DEanalysis {bulkAnalyseR} | R Documentation |
Perform differential expression (DE) analysis on an expression matrix
Description
This function performs DE analysis on an expression using edgeR or DESeq2, given a vector of sample conditions.
Usage
DEanalysis_edger(expression.matrix, condition, var1, var2, anno)

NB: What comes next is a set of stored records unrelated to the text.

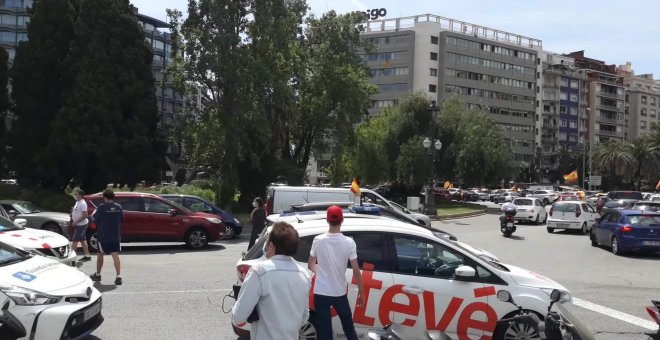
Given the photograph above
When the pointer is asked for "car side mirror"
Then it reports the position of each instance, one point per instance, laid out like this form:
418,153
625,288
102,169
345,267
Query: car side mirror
465,273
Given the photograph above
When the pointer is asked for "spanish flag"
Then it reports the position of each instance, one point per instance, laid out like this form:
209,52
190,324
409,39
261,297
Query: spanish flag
355,187
572,177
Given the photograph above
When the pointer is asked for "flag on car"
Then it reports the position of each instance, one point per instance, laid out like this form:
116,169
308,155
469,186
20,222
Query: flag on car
355,187
572,177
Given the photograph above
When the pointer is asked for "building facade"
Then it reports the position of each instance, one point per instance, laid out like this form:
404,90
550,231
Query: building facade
642,101
443,58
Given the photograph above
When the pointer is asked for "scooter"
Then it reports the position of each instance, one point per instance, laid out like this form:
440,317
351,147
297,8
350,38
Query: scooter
508,225
10,327
558,325
654,312
397,331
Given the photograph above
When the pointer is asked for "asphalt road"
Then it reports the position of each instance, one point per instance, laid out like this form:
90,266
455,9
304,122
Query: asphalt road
170,292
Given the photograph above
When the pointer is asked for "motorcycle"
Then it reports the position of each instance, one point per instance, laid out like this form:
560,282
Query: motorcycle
654,312
558,325
397,331
10,327
508,225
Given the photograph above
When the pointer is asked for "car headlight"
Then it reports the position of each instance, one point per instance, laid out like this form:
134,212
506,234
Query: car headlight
27,297
213,220
564,297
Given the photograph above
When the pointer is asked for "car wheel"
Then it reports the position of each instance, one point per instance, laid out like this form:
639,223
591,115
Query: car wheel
616,248
229,231
308,331
197,238
521,329
592,236
52,227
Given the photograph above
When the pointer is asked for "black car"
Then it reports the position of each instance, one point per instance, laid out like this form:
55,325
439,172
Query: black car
197,204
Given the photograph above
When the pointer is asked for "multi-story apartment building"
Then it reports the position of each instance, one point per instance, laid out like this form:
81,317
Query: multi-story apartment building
562,110
443,57
642,101
605,95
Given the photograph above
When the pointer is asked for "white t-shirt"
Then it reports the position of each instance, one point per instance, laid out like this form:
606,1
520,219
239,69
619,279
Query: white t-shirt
332,252
78,209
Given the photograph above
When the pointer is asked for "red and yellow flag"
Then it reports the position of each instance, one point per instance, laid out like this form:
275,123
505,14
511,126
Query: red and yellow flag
355,187
572,177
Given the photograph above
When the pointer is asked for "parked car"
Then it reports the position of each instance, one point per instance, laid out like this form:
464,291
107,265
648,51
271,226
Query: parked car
401,258
627,230
36,217
151,218
38,242
571,215
530,210
647,206
233,226
546,196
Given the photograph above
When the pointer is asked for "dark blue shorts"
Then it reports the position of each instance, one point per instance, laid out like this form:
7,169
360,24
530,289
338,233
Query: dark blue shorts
109,247
80,233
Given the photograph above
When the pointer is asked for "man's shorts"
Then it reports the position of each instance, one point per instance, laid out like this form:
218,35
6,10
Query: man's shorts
80,233
109,247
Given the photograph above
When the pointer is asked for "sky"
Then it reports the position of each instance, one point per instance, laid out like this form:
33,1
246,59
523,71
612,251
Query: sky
613,31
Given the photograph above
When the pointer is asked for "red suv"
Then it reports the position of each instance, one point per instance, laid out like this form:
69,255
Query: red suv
149,218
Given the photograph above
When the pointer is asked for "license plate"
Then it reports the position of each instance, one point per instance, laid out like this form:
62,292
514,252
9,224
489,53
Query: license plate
90,313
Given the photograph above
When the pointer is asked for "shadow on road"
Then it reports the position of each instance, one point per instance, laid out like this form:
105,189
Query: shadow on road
166,249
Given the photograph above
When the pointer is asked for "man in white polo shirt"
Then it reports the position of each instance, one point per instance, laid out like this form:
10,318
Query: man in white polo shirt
328,258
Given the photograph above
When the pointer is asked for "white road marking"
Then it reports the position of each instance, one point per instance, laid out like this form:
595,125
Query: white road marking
615,314
171,292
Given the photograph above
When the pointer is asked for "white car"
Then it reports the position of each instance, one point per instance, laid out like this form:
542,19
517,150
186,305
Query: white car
423,281
38,242
51,300
530,210
572,215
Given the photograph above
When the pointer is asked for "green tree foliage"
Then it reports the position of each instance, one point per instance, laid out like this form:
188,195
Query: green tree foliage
94,100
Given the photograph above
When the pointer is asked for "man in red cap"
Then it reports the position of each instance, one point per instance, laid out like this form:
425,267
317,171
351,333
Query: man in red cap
327,259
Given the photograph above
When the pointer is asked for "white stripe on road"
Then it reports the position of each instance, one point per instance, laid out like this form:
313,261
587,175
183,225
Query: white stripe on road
171,291
615,314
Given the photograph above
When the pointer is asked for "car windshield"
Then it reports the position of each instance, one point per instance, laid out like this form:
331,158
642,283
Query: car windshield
644,220
26,208
522,201
9,255
7,225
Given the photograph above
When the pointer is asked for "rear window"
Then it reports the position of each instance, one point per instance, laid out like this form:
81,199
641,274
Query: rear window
626,195
565,207
642,220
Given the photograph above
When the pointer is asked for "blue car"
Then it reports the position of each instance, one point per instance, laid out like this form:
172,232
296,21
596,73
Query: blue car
627,231
195,203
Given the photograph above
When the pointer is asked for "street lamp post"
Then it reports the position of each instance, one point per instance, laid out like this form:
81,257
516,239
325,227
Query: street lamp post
429,204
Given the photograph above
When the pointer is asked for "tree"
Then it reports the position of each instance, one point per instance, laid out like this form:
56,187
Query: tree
40,78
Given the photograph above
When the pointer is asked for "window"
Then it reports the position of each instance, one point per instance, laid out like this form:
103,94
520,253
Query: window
416,256
156,206
372,249
128,203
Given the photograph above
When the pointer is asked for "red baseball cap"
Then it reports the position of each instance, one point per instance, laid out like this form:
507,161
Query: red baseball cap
335,214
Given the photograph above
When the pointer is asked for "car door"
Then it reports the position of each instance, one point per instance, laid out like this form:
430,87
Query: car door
160,225
426,295
134,219
375,260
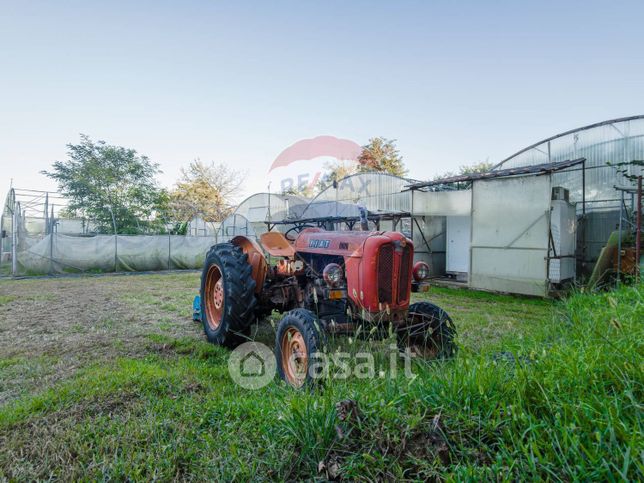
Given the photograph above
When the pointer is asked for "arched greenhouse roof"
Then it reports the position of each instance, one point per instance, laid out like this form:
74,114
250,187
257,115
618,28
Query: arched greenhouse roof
603,145
261,207
378,192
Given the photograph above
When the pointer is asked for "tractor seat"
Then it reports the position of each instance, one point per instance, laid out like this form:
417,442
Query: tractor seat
276,244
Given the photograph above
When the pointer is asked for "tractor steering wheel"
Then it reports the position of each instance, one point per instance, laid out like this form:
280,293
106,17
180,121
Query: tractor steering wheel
291,233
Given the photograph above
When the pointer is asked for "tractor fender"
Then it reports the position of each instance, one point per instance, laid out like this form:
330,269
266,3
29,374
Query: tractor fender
256,259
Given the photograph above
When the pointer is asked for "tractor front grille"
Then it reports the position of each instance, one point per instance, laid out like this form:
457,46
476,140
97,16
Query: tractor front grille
385,275
405,274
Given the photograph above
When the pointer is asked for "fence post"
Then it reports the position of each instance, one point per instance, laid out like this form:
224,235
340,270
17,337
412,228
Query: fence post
116,238
51,241
14,239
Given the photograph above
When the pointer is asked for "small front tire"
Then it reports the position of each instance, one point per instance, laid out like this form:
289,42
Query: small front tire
297,347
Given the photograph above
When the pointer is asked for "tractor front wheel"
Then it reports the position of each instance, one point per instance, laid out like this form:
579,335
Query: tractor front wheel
429,332
227,295
297,345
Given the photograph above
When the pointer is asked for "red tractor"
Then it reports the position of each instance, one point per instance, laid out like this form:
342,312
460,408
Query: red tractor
323,282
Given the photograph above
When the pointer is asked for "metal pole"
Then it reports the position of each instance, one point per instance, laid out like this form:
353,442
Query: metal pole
51,241
583,215
619,239
638,235
116,241
14,241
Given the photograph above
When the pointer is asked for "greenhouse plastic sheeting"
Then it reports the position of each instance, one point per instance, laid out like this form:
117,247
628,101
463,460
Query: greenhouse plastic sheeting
510,235
103,253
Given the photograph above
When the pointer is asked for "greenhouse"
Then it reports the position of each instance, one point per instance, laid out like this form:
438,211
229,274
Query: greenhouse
537,221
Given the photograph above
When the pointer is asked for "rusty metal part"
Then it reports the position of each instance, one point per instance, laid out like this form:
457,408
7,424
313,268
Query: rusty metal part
294,357
276,244
214,296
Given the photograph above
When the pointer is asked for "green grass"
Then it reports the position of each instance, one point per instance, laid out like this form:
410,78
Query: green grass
5,299
564,402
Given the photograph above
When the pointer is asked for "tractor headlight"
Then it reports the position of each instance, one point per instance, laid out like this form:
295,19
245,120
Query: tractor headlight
421,271
333,274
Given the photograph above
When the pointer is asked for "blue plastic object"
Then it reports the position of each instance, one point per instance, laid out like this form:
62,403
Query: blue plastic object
196,309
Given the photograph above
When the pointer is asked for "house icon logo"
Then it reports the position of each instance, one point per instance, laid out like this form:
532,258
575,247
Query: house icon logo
252,365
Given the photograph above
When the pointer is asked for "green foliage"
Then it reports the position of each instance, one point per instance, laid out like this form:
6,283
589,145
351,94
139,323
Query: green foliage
382,156
98,177
379,155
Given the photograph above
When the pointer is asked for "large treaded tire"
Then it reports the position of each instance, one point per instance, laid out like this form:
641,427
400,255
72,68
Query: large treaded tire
228,263
431,332
303,325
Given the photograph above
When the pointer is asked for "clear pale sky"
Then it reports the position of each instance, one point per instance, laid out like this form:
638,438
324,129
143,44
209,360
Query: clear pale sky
237,82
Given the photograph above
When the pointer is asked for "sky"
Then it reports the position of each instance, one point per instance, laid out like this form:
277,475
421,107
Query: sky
453,83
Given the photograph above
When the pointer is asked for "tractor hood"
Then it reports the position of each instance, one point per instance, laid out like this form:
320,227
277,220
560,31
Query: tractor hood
342,243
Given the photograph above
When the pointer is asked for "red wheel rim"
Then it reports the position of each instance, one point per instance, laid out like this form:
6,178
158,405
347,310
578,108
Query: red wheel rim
214,296
295,359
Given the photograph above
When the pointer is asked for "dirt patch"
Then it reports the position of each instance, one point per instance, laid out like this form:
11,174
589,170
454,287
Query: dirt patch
49,328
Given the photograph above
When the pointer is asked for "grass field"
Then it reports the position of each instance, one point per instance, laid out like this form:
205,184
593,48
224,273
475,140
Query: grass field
109,378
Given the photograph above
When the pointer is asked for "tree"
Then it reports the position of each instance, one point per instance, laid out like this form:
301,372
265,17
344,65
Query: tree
205,190
101,180
463,170
382,156
334,173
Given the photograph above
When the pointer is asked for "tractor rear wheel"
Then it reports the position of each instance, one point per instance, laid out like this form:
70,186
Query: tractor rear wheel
430,332
227,295
297,344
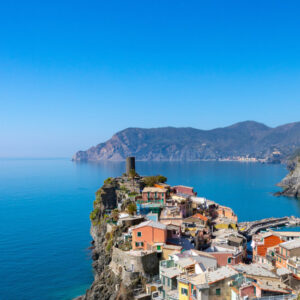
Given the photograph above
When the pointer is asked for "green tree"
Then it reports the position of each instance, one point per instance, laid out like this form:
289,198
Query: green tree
132,173
115,215
131,208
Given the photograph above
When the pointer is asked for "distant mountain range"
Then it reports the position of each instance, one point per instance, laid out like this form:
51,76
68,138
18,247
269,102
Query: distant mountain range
241,141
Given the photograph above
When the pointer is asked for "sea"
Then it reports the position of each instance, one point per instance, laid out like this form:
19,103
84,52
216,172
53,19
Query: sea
45,206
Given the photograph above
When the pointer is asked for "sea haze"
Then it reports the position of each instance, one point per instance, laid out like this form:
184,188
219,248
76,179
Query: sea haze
45,206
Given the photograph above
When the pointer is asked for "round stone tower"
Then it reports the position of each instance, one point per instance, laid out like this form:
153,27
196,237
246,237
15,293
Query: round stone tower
130,164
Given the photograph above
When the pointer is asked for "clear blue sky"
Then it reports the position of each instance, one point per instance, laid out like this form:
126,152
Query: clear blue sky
72,73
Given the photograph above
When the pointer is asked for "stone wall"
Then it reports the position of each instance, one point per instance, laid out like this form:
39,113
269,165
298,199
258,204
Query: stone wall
145,264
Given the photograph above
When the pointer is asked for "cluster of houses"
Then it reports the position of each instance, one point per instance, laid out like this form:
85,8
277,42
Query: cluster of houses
201,253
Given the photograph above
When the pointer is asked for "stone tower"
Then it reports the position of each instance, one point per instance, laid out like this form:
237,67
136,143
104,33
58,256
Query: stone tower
130,164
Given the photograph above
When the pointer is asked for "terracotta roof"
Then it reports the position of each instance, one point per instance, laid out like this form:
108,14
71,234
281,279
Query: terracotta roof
150,224
200,217
153,190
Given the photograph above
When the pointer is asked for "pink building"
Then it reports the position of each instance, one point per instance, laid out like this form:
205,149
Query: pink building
154,195
181,189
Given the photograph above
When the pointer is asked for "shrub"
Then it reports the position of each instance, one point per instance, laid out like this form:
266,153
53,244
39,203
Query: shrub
131,208
151,180
108,180
109,245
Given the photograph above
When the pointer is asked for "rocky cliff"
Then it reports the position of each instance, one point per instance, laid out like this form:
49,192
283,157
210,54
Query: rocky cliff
110,284
291,183
189,144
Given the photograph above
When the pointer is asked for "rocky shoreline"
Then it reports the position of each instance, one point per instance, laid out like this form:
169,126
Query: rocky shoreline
108,283
291,183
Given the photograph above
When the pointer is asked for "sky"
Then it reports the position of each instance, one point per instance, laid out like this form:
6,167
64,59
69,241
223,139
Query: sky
73,73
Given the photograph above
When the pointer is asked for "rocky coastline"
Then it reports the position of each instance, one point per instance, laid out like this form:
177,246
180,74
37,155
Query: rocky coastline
110,283
291,183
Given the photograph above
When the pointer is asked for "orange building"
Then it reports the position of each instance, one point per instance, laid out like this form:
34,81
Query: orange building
285,251
226,212
149,235
261,243
203,218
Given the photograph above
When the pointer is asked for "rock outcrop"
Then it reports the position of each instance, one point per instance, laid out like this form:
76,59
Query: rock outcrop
110,283
246,139
291,183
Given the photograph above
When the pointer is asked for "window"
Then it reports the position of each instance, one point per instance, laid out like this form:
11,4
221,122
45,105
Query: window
184,291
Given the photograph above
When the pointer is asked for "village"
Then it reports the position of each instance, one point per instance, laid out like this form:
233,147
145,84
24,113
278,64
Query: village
186,247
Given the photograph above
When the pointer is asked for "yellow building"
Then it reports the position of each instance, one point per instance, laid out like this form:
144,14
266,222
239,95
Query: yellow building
183,289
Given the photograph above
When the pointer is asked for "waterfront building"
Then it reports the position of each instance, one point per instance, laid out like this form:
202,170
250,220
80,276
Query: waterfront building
226,212
149,235
154,195
225,254
207,286
181,189
171,215
261,243
285,251
184,203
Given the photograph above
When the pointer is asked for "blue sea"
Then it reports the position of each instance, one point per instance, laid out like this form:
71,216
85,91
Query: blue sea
45,206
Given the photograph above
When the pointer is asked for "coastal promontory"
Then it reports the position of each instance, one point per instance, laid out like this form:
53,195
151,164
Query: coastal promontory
245,141
291,183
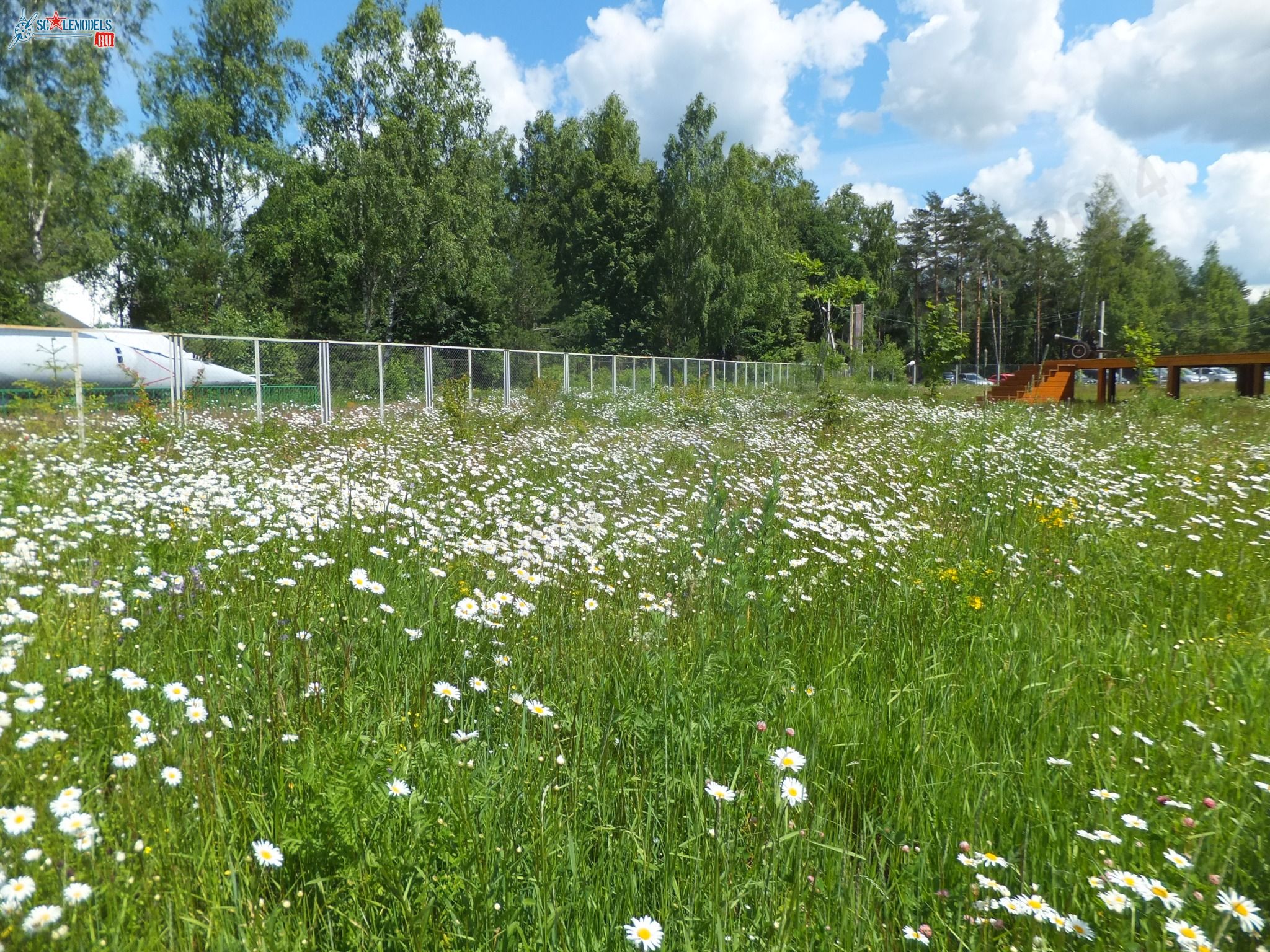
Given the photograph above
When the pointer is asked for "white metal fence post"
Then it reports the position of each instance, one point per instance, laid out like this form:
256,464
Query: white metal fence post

DEanalysis_deseq2(expression.matrix, condition, var1, var2, anno)
Arguments
expression.matrix |
the expression matrix; rows correspond to genes and
columns correspond to samples; usually preprocessed by
|
condition |
a vector of the same length as the number of columns of expression.matrix, containing the sample conditions; this is usually the last column of the metadata |
var1 , var2 |
conditions (contained in condition) to perform DE between; note that DESeq2 requires at least two replicates per condition |
anno |
annotation data frame containing a match between the row names
of the expression.matrix (usually ENSEMBL IDs) and the gene names that
should be rendered within the app and in output files; this object is
created by |
Value
A tibble with the differential expression results for all genes. Columns are
gene_id (usually ENSEMBL ID matching one of the rows of the expression matrix)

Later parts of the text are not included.